URGENSI PENGATURAN TANGGUNG JAWAB SOSIAL PERUSAHAAN DARI BERSIFAT SUKARELA (VOLUNTARY) MENJADI WAJIB (MANDATORY)
4 min readURGENSI PENGATURAN TANGGUNG JAWAB SOSIAL PERUSAHAAN DARI BERSIFAT SUKARELA (VOLUNTARY) MENJADI WAJIB (MANDATORY) – Pengaturan Tanggung Jawab Sosial Perusahaan (TJSP) atau Corporate Social Responsibiltiy (CSR) dengan suatu kewajiban hukum merupakan suatu cara Pemerintah untuk mendorong perusahaan ikut serta dalam pembangunan ekonomi masyarakat. Selama ini belum ada payung hukum yang khusus mengatur tentang pelaksanaan TJSP sehingga perlu penormaan TJSP dari voluntary menjadi TJSP yang mandatory. Berkaitan dengan tanggung jawab perusahaan, dapat dibedakan prinsip tanggung jawab dalam makna responsibility dengan tanggung jawab dalam makna liability. Pada prinsipnya hanya terletak pada sumber pengaturannya. Jika tanggung jawab itu belum ada pengaturannya secara eksplisit dalam suatu norma hukum, maka termasuk dalam makna responsibility. Sebaliknya, jika tanggung jawab itu telah diatur dalam norma hukum, maka termasuk dalam makna liability.

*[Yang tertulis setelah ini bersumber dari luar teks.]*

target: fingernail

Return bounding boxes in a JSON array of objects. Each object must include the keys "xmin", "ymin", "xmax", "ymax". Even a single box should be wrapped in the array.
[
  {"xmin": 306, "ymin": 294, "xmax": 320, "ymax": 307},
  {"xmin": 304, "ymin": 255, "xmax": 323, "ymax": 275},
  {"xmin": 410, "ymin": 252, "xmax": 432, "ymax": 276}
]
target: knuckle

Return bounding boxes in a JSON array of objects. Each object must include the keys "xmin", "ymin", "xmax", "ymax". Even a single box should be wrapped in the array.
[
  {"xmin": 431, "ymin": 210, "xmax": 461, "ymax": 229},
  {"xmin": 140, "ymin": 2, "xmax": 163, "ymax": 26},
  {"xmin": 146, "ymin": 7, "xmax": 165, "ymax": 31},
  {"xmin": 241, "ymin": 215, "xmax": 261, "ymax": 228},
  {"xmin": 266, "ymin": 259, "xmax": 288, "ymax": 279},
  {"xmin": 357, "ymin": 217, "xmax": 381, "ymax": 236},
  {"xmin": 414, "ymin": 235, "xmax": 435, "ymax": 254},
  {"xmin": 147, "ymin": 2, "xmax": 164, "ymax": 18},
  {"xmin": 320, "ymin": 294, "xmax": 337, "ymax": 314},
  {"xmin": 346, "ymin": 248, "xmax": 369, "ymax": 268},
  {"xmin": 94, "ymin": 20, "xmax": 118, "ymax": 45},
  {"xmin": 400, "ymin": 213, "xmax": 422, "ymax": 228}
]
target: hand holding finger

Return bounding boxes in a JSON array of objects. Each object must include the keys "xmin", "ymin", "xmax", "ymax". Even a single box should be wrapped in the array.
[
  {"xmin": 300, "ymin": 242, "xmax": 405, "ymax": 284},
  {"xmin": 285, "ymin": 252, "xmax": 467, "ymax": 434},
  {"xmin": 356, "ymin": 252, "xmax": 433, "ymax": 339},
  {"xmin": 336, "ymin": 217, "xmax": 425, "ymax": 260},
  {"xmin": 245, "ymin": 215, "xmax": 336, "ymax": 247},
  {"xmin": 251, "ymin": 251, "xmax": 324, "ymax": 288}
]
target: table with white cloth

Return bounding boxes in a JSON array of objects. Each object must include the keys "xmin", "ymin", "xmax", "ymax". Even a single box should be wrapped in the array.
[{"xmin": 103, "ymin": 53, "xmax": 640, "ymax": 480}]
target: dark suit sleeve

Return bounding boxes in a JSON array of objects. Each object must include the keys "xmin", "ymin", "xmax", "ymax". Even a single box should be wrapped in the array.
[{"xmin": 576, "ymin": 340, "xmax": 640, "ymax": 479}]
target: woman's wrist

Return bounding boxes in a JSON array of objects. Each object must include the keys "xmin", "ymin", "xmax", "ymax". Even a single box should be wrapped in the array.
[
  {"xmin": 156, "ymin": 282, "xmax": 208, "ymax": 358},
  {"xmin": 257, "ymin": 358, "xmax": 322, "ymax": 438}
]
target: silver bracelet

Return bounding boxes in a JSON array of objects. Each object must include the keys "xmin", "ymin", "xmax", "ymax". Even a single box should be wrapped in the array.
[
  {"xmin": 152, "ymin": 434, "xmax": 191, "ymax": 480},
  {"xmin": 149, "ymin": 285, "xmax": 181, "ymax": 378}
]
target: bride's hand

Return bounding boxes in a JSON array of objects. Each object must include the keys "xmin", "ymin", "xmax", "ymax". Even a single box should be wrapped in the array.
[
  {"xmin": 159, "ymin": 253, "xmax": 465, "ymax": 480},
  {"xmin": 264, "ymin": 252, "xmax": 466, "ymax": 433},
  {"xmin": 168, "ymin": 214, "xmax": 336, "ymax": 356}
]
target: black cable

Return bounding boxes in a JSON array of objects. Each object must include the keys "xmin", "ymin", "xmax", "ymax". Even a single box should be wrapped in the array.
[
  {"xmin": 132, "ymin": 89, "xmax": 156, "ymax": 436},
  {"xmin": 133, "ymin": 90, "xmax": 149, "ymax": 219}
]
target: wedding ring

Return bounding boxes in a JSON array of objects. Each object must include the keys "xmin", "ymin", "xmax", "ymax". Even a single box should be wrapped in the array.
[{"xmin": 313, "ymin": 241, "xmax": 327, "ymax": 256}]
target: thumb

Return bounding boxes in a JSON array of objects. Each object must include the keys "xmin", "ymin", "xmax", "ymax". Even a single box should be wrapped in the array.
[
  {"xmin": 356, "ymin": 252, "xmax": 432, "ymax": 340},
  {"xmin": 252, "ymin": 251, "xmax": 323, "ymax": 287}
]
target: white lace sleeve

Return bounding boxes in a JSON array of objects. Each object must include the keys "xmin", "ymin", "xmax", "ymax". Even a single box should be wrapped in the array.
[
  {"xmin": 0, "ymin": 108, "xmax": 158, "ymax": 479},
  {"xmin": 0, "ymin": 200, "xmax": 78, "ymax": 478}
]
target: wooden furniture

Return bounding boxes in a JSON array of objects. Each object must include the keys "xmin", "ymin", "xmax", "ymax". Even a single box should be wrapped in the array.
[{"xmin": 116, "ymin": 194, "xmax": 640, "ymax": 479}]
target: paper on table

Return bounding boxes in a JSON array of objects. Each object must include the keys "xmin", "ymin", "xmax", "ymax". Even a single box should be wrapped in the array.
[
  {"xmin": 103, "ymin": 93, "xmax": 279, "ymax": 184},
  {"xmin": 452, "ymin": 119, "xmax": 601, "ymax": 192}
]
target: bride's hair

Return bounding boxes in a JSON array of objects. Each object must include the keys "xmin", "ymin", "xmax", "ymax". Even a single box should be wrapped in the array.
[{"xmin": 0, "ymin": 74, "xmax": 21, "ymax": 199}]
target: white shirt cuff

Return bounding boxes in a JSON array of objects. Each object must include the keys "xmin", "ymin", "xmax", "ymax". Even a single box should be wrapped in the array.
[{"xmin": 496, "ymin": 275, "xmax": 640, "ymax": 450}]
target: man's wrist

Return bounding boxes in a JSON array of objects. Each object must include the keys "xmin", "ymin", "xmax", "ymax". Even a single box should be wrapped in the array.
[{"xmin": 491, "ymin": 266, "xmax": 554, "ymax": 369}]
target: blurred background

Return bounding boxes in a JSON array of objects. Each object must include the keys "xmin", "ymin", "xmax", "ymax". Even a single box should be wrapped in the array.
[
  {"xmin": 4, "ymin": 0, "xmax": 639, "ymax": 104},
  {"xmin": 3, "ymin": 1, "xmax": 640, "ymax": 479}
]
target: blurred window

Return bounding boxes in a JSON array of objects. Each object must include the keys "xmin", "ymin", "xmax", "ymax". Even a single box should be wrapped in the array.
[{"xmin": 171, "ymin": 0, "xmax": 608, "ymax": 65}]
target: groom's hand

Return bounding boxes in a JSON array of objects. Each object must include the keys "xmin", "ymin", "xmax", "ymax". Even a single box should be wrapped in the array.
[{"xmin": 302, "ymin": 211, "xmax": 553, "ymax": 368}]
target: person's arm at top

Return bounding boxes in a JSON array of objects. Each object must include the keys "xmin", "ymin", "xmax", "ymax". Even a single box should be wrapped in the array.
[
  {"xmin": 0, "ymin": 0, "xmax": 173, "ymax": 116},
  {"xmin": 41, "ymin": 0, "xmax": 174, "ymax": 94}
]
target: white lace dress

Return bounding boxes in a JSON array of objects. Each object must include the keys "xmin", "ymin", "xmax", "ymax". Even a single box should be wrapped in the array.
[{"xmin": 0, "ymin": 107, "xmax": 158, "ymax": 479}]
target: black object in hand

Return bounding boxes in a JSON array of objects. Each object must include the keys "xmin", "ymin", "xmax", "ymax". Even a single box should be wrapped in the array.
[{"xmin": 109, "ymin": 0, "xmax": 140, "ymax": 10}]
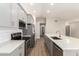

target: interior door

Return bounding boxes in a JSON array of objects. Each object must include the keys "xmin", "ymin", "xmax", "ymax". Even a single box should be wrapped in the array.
[
  {"xmin": 65, "ymin": 25, "xmax": 70, "ymax": 36},
  {"xmin": 40, "ymin": 24, "xmax": 45, "ymax": 37}
]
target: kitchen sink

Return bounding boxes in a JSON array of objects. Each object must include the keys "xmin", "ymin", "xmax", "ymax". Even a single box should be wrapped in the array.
[{"xmin": 51, "ymin": 36, "xmax": 62, "ymax": 40}]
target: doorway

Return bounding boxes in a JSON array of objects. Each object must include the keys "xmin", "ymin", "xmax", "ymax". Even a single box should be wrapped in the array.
[{"xmin": 40, "ymin": 23, "xmax": 45, "ymax": 37}]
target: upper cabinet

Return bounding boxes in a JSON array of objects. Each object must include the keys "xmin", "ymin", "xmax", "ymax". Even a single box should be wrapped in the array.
[
  {"xmin": 17, "ymin": 4, "xmax": 27, "ymax": 28},
  {"xmin": 0, "ymin": 3, "xmax": 34, "ymax": 29},
  {"xmin": 11, "ymin": 4, "xmax": 18, "ymax": 28},
  {"xmin": 0, "ymin": 3, "xmax": 19, "ymax": 28},
  {"xmin": 17, "ymin": 4, "xmax": 27, "ymax": 23},
  {"xmin": 0, "ymin": 3, "xmax": 27, "ymax": 29},
  {"xmin": 27, "ymin": 14, "xmax": 34, "ymax": 24},
  {"xmin": 0, "ymin": 3, "xmax": 12, "ymax": 27}
]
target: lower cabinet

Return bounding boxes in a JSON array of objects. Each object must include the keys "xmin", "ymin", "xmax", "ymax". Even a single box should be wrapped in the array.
[
  {"xmin": 53, "ymin": 42, "xmax": 63, "ymax": 56},
  {"xmin": 23, "ymin": 34, "xmax": 35, "ymax": 56},
  {"xmin": 44, "ymin": 35, "xmax": 79, "ymax": 56},
  {"xmin": 44, "ymin": 35, "xmax": 53, "ymax": 56},
  {"xmin": 26, "ymin": 39, "xmax": 30, "ymax": 56},
  {"xmin": 44, "ymin": 35, "xmax": 63, "ymax": 56},
  {"xmin": 11, "ymin": 43, "xmax": 24, "ymax": 56},
  {"xmin": 10, "ymin": 48, "xmax": 20, "ymax": 56},
  {"xmin": 30, "ymin": 34, "xmax": 35, "ymax": 48}
]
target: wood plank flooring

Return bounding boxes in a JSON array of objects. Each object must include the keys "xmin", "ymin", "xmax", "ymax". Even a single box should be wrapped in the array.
[{"xmin": 28, "ymin": 37, "xmax": 49, "ymax": 56}]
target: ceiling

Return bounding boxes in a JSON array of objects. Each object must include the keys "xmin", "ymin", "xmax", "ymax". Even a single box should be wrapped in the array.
[{"xmin": 21, "ymin": 3, "xmax": 79, "ymax": 21}]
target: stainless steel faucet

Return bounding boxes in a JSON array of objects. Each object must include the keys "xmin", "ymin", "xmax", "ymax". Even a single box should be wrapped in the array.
[{"xmin": 56, "ymin": 31, "xmax": 61, "ymax": 37}]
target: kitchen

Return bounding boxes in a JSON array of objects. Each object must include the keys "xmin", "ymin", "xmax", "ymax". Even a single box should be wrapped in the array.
[{"xmin": 0, "ymin": 3, "xmax": 79, "ymax": 56}]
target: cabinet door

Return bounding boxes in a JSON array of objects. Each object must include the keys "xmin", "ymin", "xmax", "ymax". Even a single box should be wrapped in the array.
[
  {"xmin": 17, "ymin": 4, "xmax": 27, "ymax": 23},
  {"xmin": 10, "ymin": 48, "xmax": 20, "ymax": 56},
  {"xmin": 21, "ymin": 43, "xmax": 25, "ymax": 56},
  {"xmin": 27, "ymin": 14, "xmax": 33, "ymax": 24},
  {"xmin": 17, "ymin": 4, "xmax": 22, "ymax": 21},
  {"xmin": 47, "ymin": 39, "xmax": 53, "ymax": 55},
  {"xmin": 11, "ymin": 4, "xmax": 19, "ymax": 28},
  {"xmin": 44, "ymin": 35, "xmax": 48, "ymax": 48},
  {"xmin": 0, "ymin": 3, "xmax": 12, "ymax": 27},
  {"xmin": 18, "ymin": 43, "xmax": 25, "ymax": 56},
  {"xmin": 44, "ymin": 35, "xmax": 53, "ymax": 55},
  {"xmin": 17, "ymin": 4, "xmax": 27, "ymax": 28},
  {"xmin": 30, "ymin": 34, "xmax": 35, "ymax": 48},
  {"xmin": 53, "ymin": 42, "xmax": 63, "ymax": 56},
  {"xmin": 10, "ymin": 43, "xmax": 24, "ymax": 56}
]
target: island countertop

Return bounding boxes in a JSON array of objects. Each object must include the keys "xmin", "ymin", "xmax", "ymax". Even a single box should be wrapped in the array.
[
  {"xmin": 0, "ymin": 40, "xmax": 25, "ymax": 54},
  {"xmin": 46, "ymin": 34, "xmax": 79, "ymax": 50}
]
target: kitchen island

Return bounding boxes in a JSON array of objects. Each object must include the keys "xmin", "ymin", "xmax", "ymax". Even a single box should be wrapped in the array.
[{"xmin": 45, "ymin": 34, "xmax": 79, "ymax": 56}]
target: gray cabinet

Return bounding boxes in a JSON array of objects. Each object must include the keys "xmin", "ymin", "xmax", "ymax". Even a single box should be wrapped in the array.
[
  {"xmin": 44, "ymin": 35, "xmax": 63, "ymax": 56},
  {"xmin": 30, "ymin": 34, "xmax": 35, "ymax": 48},
  {"xmin": 23, "ymin": 34, "xmax": 35, "ymax": 56},
  {"xmin": 27, "ymin": 24, "xmax": 33, "ymax": 35},
  {"xmin": 53, "ymin": 42, "xmax": 63, "ymax": 56},
  {"xmin": 44, "ymin": 35, "xmax": 53, "ymax": 55}
]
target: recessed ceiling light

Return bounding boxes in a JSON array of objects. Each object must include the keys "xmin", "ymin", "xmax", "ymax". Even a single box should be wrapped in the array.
[
  {"xmin": 50, "ymin": 3, "xmax": 54, "ymax": 5},
  {"xmin": 47, "ymin": 10, "xmax": 50, "ymax": 13},
  {"xmin": 30, "ymin": 3, "xmax": 34, "ymax": 6}
]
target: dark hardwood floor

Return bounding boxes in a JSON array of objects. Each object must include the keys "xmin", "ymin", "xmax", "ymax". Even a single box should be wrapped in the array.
[{"xmin": 28, "ymin": 37, "xmax": 49, "ymax": 56}]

Namun, bila tanggung jawab dalam makna responsibility dihubungkan dengan tuntutan dan kompleksitas perkembangan dunia usaha dewasa ini, maka tanggung jawab yang dimaksud adalah berkaitan dengan etika bisnis. Dalam perkembangan etika bisnis itu sendiri, akhirnya muncul dalam bentuk Tanggung Jawab Sosial Perusahaan atau Corporate Social Responsibility. (Busyra Azheri : 2012).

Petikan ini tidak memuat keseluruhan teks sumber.